More reason people will want a GE, alas. It's not a firm rule, even though it is not the common practice. Without knowing which way the abstentions would go it is not as useful as it could be - May's deal is technically the most popular but not the most unpopular, and while it seems doubtful it is possible all these options could still fail even if you removed abstention as an option.
Not really Letwin's fault, but I don't think these two days of MPs taking control have worked out as well as they could have.
Yep.
They need to be given one final chance to pass May's deal or the house will be prorogued until 15th April and No Deal will just take its course.
Enough of this bullshit!
24 Labour MPs voted again a confirmatory referendum.
They're deliberately trying to sabotage any prospect of a softer Brexit, in the hope that it will leave the second referendum as the only non-NoDeal option on the table. A strategy which, obviously, has a high risk of backfiring.
She's given them a deal (it may be shit but its a deal none the less) and they thought they could do better.
How is that May's fault?
SNP's Westminster leader Ian Blackford said the Commons needed to find consensus and work together.
He said a "vast majority" of Scottish MPs voted to revoke Article 50, to back a second referendum and to stay in the single market and customs union.
He said it was "crystal clear that our votes in this house are disrespected".
He says the day is coming "where we'll determine our future and it will be as an independent country".
If she picked a direction, this wouldn’t happen. She might lose the ERG, Fox and Leadsom but there is a way out.
Still, look on the bright side. No one, anywhere, in any jurisdiction, is going to entrust a negotiation to a parliament ever again.
Ronnie Campbell
Sarah Champion
Rosie Cooper
Jon Cruddas
Caroline Flint
Yvonne Fovargue
Mary Glindon
Stephen Hepburn
Mike Hill
Kaye Hoey
Dan Jarvis
Kevan Jones
Helen Jones
Emma Lewell Buck
John Mann
Grahame Morris
Melanie Onn
Stephanie Peacock
Ruth Smeeth
Laura Smith
Gareth Snell
Graham Stringer
Derek Twigg
Cable: Combine referendum with customs union
Lib Dem leader Sir Vince Cable asks whether it would be possible to combine a second referendum and a customs union, pointing out that they were the options that got the most votes.

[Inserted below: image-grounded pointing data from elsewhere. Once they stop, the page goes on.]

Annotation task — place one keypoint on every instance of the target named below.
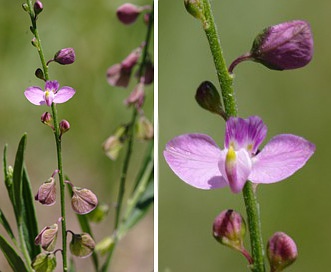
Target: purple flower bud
(44, 262)
(229, 229)
(47, 119)
(47, 237)
(64, 127)
(281, 251)
(144, 129)
(38, 7)
(284, 46)
(208, 98)
(83, 200)
(65, 56)
(46, 194)
(128, 13)
(82, 245)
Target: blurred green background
(92, 29)
(296, 102)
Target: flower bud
(47, 119)
(281, 251)
(37, 7)
(39, 74)
(208, 98)
(114, 143)
(195, 8)
(44, 262)
(82, 245)
(99, 213)
(46, 194)
(64, 126)
(284, 46)
(229, 229)
(83, 200)
(65, 56)
(128, 13)
(47, 237)
(144, 129)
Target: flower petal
(235, 168)
(280, 158)
(63, 95)
(194, 158)
(35, 95)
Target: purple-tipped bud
(44, 262)
(47, 237)
(40, 74)
(46, 194)
(114, 143)
(144, 129)
(82, 245)
(65, 56)
(128, 13)
(137, 96)
(284, 46)
(37, 7)
(83, 200)
(229, 229)
(208, 98)
(282, 251)
(195, 8)
(47, 119)
(64, 126)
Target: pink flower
(52, 94)
(198, 161)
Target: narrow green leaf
(30, 224)
(8, 178)
(5, 224)
(17, 177)
(12, 256)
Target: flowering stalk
(225, 80)
(37, 43)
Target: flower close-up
(198, 161)
(52, 94)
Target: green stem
(225, 79)
(56, 135)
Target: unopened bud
(144, 129)
(284, 46)
(44, 262)
(83, 200)
(82, 245)
(208, 98)
(46, 194)
(65, 56)
(281, 251)
(64, 126)
(229, 229)
(37, 7)
(47, 237)
(128, 13)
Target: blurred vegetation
(296, 102)
(99, 40)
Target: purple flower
(198, 161)
(52, 94)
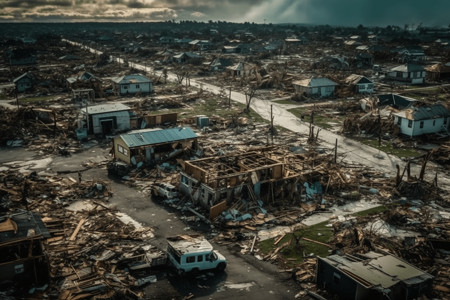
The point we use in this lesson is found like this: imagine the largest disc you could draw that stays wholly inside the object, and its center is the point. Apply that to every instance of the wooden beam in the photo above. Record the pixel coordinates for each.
(77, 229)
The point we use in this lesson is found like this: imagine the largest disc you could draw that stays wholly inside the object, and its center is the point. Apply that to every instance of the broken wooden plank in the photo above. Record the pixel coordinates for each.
(77, 229)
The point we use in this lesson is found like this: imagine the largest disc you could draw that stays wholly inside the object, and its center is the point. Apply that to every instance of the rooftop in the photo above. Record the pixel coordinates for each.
(145, 137)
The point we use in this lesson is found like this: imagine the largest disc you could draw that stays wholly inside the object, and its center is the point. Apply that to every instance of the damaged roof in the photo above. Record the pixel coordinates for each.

Snap contest, one of the two hundred MPs willing to back a Managed No Deal becomes PM, anyone not willing to back that resigns whip then a General Election can sort this out.
I think she should do so too, but then I think MPs are all being reckless in not backing a plan B, whatever it is. But if it is ok for opposition MPs to risk no deal rather than compromise, why is it not ok for government MPs? Parliament has collective responsibility here.
More relevantly, even without May they could easily have coalesced around something. She hasn't helped, she should not be our PM, but blaming her because MPs didn't make a decision just seems strange to me. It's not like anyone follows the whip on Brexit when they don't want to. Giving May crap for things she is not responsible for is weird when there's so much she is responsible for.
https://twitter.com/JohnRentoul/status/1112829365103050755
The pro-EU fanatics and the ERG ultras are two cheeks of the same arse. They get their way or the world burns.
Rother Valley, Blyth Valley, Rotherham, West Lancashire, Dagenham, Don Valley, Makerfield, North Tyneside, Jarrow, Vauxhall, Barnsley Central, Warrington North, North Durham, South Shields, Bassetlaw, Easington, Barnsley East, Stoke North, Crewe, Stoke Central, Blackley, Halton.
The government is utterly incompetent and impotent, true. Thing is, Parliament is behaving no better.